O relatório sublinha que as condições meteorológicas extremas prejudicam o desenvolvimento socioeconómico e que a transição para as energias renováveis oferece alguma esperança. Conclui também que o custo da inação climática é superior ao custo da ação climática.

Milhões de pessoas afetadas em todo o mundo

Ondas de calor, inundações, secas e incêndios florestais perturbaram a vida quotidiana de milhões de pessoas em todo o mundo e causaram milhares de milhões de euros de prejuízos económicos.

O relatório da OMM confirma que 2023 foi o ano mais quente de que há registo, com uma temperatura média próxima da superfície de 1,45 graus Celsius (com uma margem de incerteza de ±0,12 °C) em comparação com o período de referência pré-industrial. Este é o período de dez anos mais quente de que há registo.

"Nunca estivemos tão perto, mesmo que temporariamente, do limite inferior de 1,5°C estabelecido pelo Acordo de Paris sobre as alterações climáticas", disse Celeste Saulo, secretária-geral da OMM. "A comunidade da OMM está a fazer soar o alarme para todo o mundo".

"As alterações climáticas não são apenas uma questão de temperaturas. O que vimos em 2023, incluindo o aquecimento sem precedentes dos oceanos e o recuo dos glaciares na Antártida, é particularmente preocupante", acrescentou.

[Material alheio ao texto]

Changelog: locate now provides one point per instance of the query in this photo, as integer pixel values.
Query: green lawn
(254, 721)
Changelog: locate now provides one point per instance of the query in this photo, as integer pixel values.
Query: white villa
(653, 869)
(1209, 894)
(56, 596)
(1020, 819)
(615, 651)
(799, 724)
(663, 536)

O recuo dos glaciares na Antártida, é particularmente preocupante
Celeste Saulo
Secretária-geral da OMM

De acordo com os dados preliminares, todos os glaciares de referência sofreram a perda de gelo mais significativa de que há registo (desde 1950), devido ao degelo extremo na parte ocidental da América do Norte e da Europa.

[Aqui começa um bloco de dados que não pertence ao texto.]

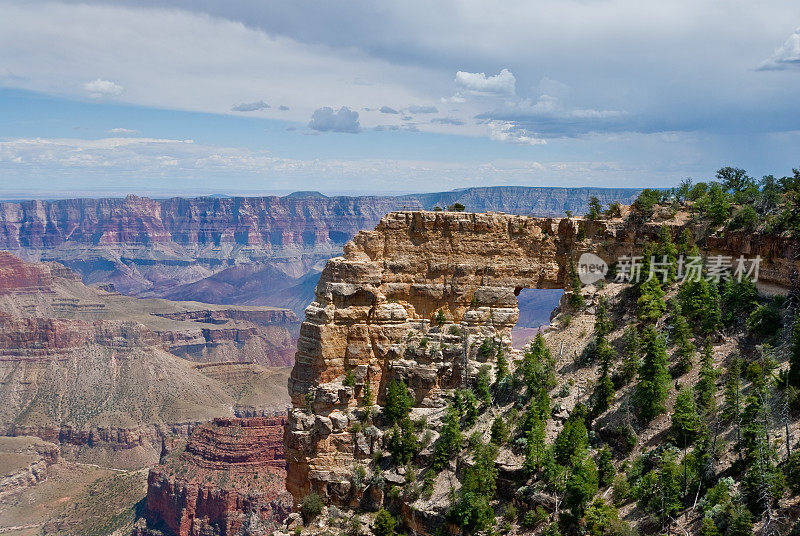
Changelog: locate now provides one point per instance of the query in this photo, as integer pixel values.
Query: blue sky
(246, 96)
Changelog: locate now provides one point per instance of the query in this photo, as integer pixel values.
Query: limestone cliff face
(376, 310)
(242, 250)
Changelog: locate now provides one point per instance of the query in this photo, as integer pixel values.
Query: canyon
(227, 479)
(415, 299)
(245, 251)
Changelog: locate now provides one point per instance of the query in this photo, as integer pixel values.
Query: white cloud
(326, 120)
(785, 56)
(502, 84)
(190, 164)
(510, 132)
(250, 106)
(103, 88)
(123, 131)
(422, 109)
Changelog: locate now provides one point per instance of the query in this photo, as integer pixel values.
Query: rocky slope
(414, 300)
(235, 250)
(228, 479)
(107, 375)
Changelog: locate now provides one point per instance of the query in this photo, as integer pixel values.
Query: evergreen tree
(602, 323)
(471, 507)
(449, 442)
(384, 524)
(732, 410)
(499, 431)
(685, 420)
(794, 356)
(653, 385)
(502, 366)
(741, 523)
(669, 487)
(708, 527)
(604, 391)
(595, 208)
(581, 484)
(573, 438)
(535, 446)
(576, 300)
(366, 396)
(706, 387)
(605, 467)
(398, 402)
(681, 337)
(651, 303)
(763, 483)
(630, 356)
(482, 382)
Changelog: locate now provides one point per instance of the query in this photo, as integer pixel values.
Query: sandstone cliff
(414, 299)
(254, 250)
(227, 480)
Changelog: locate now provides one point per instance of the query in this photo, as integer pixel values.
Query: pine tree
(573, 438)
(602, 323)
(706, 387)
(794, 356)
(535, 447)
(630, 356)
(605, 467)
(398, 402)
(581, 483)
(653, 385)
(685, 420)
(604, 391)
(576, 299)
(651, 303)
(681, 336)
(669, 487)
(732, 411)
(366, 396)
(502, 366)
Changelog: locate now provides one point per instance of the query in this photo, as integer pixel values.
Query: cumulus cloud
(103, 88)
(550, 118)
(447, 121)
(510, 132)
(327, 120)
(785, 56)
(250, 106)
(123, 131)
(502, 84)
(422, 109)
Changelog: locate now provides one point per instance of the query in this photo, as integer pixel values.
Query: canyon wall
(108, 376)
(227, 480)
(252, 251)
(415, 298)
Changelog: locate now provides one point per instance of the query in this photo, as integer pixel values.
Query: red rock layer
(19, 276)
(230, 477)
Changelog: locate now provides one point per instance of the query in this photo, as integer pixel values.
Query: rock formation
(414, 299)
(254, 250)
(228, 479)
(106, 375)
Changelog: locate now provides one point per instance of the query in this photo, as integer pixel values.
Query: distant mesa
(303, 194)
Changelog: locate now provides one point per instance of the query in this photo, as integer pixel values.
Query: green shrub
(311, 506)
(384, 524)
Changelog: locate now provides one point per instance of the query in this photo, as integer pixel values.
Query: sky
(106, 97)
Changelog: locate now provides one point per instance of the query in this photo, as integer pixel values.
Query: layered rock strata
(229, 479)
(415, 298)
(243, 250)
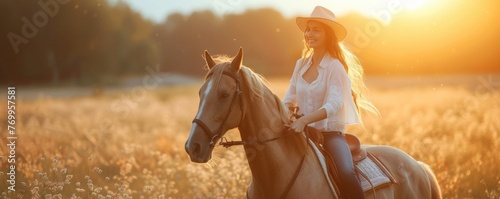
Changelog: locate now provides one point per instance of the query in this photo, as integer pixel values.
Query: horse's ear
(237, 61)
(208, 59)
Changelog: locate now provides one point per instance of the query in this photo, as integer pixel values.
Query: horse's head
(220, 107)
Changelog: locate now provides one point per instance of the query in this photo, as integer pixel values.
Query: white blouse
(331, 90)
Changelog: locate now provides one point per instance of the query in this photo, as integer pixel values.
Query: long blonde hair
(352, 66)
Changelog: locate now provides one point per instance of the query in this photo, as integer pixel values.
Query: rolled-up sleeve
(291, 93)
(336, 81)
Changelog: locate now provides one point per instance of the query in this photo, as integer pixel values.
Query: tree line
(94, 41)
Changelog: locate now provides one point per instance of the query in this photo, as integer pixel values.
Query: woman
(326, 84)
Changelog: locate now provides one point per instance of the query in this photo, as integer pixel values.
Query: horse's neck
(274, 162)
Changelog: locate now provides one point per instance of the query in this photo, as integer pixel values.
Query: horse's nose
(193, 149)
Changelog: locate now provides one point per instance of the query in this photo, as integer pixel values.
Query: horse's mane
(256, 84)
(258, 89)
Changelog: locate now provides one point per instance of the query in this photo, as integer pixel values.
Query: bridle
(218, 133)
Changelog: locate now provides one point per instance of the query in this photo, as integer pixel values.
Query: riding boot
(336, 145)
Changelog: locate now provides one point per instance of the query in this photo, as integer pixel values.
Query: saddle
(372, 174)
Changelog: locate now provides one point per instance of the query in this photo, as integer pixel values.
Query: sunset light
(414, 4)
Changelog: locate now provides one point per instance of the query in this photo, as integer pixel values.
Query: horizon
(158, 11)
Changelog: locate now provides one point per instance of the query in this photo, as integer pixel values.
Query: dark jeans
(337, 147)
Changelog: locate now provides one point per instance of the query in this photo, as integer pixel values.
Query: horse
(282, 164)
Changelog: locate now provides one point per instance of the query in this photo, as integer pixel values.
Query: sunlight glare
(414, 4)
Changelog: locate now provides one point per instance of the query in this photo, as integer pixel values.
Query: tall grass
(131, 145)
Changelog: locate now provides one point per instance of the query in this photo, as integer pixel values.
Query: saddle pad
(367, 166)
(373, 172)
(322, 161)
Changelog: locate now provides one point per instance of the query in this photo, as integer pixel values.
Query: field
(130, 144)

A extensão do gelo marinho antártico foi de longe a mais baixa jamais registada, com a extensão máxima no final do inverno 1 milhão de quilómetros quadrados abaixo do ano recorde anterior, o que equivale à dimensão da França e da Alemanha juntas.

Em 2023, o nível médio global do mar atingiu um máximo histórico registado por satélites (desde 1993), refletindo o aquecimento contínuo dos oceanos (expansão térmica) e a fusão dos glaciares e das calotes polares.

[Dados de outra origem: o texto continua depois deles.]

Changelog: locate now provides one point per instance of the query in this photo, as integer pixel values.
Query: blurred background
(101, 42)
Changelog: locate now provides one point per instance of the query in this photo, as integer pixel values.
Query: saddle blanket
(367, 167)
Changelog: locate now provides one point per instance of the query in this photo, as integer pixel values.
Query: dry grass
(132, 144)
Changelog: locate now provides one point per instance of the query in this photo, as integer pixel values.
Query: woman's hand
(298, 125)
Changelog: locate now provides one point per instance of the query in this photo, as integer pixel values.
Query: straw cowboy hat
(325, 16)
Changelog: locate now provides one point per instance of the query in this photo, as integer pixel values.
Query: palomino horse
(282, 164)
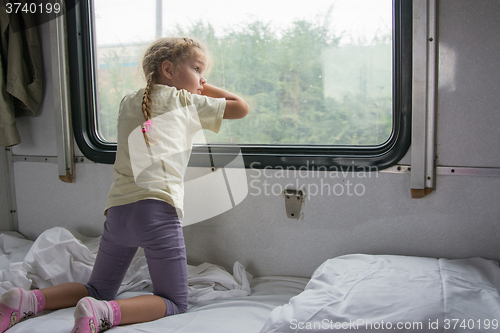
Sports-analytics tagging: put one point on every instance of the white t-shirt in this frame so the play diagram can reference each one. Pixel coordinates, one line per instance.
(157, 171)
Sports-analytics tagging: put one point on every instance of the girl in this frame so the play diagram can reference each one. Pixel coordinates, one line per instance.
(140, 213)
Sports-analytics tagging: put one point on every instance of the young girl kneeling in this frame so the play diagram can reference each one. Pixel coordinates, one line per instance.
(145, 203)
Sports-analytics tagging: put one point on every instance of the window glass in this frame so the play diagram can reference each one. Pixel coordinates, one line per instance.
(319, 74)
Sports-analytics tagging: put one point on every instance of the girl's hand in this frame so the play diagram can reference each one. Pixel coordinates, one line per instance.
(236, 107)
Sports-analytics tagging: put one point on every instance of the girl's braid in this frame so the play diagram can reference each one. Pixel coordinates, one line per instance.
(176, 50)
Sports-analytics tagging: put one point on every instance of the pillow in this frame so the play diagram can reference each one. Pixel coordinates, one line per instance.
(394, 293)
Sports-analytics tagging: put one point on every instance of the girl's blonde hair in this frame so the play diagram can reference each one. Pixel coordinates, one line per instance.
(177, 50)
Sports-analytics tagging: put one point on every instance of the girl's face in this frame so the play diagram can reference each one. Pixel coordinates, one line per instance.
(189, 74)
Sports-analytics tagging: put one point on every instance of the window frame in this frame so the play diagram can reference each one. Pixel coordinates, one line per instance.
(83, 90)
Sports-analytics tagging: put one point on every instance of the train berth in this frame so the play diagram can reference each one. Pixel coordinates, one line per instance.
(362, 292)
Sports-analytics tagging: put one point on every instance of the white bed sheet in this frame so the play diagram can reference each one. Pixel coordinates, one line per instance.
(238, 315)
(218, 301)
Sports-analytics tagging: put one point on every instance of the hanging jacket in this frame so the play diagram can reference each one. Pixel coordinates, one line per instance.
(21, 80)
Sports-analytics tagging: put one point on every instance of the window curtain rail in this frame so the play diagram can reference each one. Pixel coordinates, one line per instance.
(64, 132)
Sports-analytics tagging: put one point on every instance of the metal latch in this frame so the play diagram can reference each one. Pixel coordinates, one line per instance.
(293, 203)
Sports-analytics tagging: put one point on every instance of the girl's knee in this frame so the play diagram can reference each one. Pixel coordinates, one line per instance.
(100, 295)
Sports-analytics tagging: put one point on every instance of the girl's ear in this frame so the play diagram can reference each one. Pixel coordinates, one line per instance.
(166, 69)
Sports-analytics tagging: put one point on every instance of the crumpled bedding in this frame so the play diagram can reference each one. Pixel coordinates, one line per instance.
(59, 256)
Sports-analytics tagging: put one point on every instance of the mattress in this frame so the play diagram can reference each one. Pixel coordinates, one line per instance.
(218, 301)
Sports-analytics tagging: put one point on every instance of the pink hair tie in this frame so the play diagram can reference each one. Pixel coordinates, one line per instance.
(145, 126)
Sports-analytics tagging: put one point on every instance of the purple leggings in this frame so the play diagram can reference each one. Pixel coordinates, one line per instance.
(154, 226)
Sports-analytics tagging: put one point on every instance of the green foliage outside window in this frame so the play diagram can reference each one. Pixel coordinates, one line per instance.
(302, 86)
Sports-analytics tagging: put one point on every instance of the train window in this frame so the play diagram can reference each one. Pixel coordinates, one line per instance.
(329, 84)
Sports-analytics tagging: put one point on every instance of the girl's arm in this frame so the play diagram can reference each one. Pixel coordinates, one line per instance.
(236, 107)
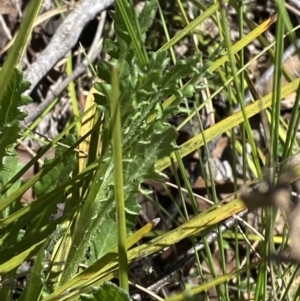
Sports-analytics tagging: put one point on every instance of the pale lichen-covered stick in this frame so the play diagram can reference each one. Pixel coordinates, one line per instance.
(64, 39)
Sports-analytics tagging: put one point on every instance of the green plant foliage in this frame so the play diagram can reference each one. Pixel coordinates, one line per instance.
(58, 175)
(142, 90)
(12, 166)
(108, 291)
(10, 114)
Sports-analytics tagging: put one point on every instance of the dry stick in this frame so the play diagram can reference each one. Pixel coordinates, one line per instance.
(64, 39)
(164, 277)
(59, 88)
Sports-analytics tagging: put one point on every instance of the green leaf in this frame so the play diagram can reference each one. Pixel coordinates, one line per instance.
(146, 17)
(59, 174)
(10, 115)
(108, 291)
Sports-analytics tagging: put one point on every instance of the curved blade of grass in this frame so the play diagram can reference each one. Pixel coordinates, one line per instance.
(235, 49)
(100, 265)
(227, 124)
(212, 283)
(118, 179)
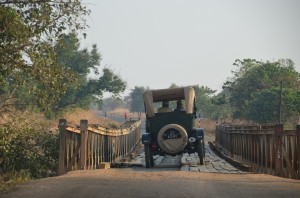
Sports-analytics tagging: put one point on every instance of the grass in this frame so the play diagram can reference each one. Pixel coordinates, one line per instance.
(9, 181)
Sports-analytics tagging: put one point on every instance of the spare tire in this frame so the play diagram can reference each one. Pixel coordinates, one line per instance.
(172, 138)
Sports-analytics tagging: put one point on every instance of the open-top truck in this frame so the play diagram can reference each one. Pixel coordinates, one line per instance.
(171, 132)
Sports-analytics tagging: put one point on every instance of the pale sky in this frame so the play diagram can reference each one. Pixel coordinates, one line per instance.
(190, 42)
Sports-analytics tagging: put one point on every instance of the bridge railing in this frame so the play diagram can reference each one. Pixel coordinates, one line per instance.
(87, 146)
(264, 149)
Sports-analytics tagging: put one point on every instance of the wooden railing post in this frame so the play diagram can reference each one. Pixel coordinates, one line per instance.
(83, 143)
(62, 146)
(298, 148)
(278, 150)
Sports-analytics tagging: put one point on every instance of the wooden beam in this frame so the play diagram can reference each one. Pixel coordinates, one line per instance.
(278, 149)
(62, 146)
(298, 148)
(83, 143)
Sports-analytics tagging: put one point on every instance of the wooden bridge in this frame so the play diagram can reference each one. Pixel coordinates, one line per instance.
(89, 146)
(263, 149)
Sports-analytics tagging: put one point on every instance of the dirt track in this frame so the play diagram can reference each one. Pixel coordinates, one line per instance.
(141, 182)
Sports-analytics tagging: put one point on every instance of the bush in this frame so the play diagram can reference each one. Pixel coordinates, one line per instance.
(28, 149)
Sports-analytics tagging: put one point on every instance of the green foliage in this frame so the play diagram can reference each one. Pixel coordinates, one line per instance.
(206, 103)
(81, 62)
(30, 73)
(137, 100)
(253, 91)
(9, 180)
(28, 149)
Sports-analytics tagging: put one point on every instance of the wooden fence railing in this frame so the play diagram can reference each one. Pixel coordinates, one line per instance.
(265, 149)
(88, 146)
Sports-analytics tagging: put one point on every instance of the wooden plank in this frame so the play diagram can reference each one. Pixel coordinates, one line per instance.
(83, 142)
(185, 168)
(278, 150)
(298, 148)
(72, 160)
(194, 169)
(62, 147)
(202, 168)
(289, 164)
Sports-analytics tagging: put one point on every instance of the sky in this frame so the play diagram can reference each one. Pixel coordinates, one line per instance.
(154, 43)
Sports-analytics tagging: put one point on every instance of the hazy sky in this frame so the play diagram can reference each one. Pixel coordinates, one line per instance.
(190, 42)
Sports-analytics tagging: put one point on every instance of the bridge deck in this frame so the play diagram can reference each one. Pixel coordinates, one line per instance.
(190, 162)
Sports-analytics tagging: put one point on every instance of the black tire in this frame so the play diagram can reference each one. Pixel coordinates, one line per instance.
(200, 150)
(147, 155)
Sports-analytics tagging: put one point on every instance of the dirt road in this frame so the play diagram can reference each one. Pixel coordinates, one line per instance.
(141, 182)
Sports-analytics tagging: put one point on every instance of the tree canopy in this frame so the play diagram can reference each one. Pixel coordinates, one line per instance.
(30, 73)
(253, 91)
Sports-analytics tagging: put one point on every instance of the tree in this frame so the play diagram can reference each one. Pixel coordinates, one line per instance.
(82, 62)
(29, 67)
(253, 91)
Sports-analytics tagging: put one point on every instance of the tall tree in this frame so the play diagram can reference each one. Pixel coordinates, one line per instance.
(28, 63)
(82, 62)
(253, 91)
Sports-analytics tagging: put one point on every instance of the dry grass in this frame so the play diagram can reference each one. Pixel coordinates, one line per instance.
(209, 128)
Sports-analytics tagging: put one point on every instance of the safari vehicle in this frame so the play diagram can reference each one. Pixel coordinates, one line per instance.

A taxa de subida média global do nível do mar nos últimos dez anos (2014-2023) é mais do dobro da registada na primeira década do século XX.

Gases com efeito de estufa na atmosfera: aumento da temperatura a longo prazo

O aumento a longo prazo da temperatura global deve-se ao aumento das concentrações de gases com efeito de estufa na atmosfera. A transição das condições de La Niña para El Niño em meados de 2023 também contribuiu para o rápido aumento da temperatura no ano passado.

As concentrações observadas dos três principais gases com efeito de estufa, dióxido de carbono, metano e óxido nitroso, atingiram níveis recorde em 2022. Os dados em tempo real de locais específicos mostram um aumento em 2023.

Os níveis de CO2 são 50% mais elevados do que na era pré-industrial e retêm o calor na atmosfera. Os longos períodos de eliminação do CO2 indicam que as temperaturas continuarão a aumentar durante muitos anos.

Insegurança alimentar duplicou

O número de pessoas em situação de insegurança alimentar aguda a nível mundial mais do que duplicou, passando de 149 milhões de pessoas antes da pandemia de COVID-19 para 333 milhões de pessoas em 2023 em 78 países abrangidos pelo Programa Alimentar Mundial das Nações Unidas.

De acordo com o relatório, os fenómenos meteorológicos e climáticos extremos podem não ser a causa principal, mas são factores agravantes. De facto, os riscos climáticos causaram deslocações em 2023, demonstrando como os choques climáticos minam a resiliência e criam novos riscos entre as populações mais vulneráveis.